Interfacial Rheology by Oscillating Drop method

Chair: Physics of Complex Fluids

Rheology is the study of flow of matter. It is well known that surfactants, polymers when added to a fluid tend to go to an interface, thus altering the interfacial properties. This may lead to formation of robust layers that exhibit socalled ‘viscoelastic’ properties: both liquidlike and solidlike behaviors are present. The knowledge of the mechanical properties of interfacial layers is important in many areas including food, cosmetics biomedical and pharmaceutical industries.

The shape of a pendant drop is a result of balance between surface tension and gravity forces. Any change in the drop area leads to a change in the surface energy. Now some of that energy can be stored in the surface owing to its elastic nature and some of it can be dissipated owing to the viscous nature of the interface.

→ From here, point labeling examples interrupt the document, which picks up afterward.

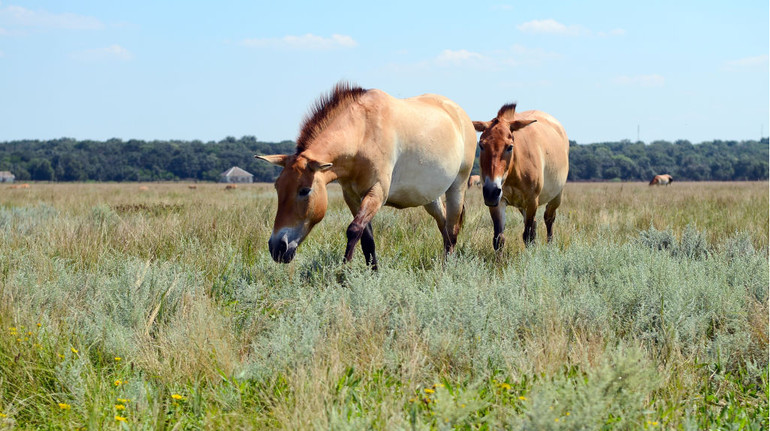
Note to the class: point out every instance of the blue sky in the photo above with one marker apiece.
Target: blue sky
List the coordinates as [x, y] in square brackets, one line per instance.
[695, 70]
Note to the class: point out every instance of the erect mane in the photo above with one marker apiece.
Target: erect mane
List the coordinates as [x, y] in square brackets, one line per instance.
[324, 110]
[506, 110]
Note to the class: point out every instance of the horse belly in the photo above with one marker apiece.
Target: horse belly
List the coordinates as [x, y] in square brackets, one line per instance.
[416, 183]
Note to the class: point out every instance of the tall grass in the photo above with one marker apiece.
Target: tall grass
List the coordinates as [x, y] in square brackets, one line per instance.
[162, 308]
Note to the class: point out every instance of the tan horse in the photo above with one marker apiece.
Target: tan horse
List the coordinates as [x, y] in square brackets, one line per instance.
[382, 151]
[662, 180]
[524, 162]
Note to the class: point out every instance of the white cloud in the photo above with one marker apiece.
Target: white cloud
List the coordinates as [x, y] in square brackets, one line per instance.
[307, 41]
[551, 26]
[19, 16]
[647, 81]
[747, 62]
[112, 52]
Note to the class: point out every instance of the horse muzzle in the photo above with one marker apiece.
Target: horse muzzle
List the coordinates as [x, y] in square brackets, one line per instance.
[281, 248]
[492, 194]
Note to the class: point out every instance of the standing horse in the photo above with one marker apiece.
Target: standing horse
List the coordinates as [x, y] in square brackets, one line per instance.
[524, 162]
[382, 151]
[662, 180]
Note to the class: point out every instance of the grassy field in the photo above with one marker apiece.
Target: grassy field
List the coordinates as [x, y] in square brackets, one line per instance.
[162, 309]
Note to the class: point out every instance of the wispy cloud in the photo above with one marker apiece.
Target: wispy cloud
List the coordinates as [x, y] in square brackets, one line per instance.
[308, 42]
[551, 26]
[747, 62]
[646, 81]
[112, 52]
[23, 17]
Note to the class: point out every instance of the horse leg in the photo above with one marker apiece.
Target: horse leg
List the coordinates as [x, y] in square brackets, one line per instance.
[498, 221]
[360, 226]
[550, 215]
[438, 212]
[530, 225]
[367, 238]
[455, 210]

We intend to study the behavior of colloidal particles at an interface. For this we use a thermo-sensitive polymer Poly N-Isopropyl Acrylamide (PNIPAM). This polymer has a unique property that it changes its size with temperature. We will be studying the viscoelastic properties of the interfacial layers of these polymer particles using the Oscillating pendant drop method. What we do is create a stable pendant drop and form a layer of colloidal particles at the interface. We then change the shape of the drop by a small amount by constantly dispensing and withdrawing a very tiny volume of liquid. The viscous and elastic components of the interfacial modulus can thus be found out. We will inspect how do these interfacial properties change with temperature, the concentration of particles etc.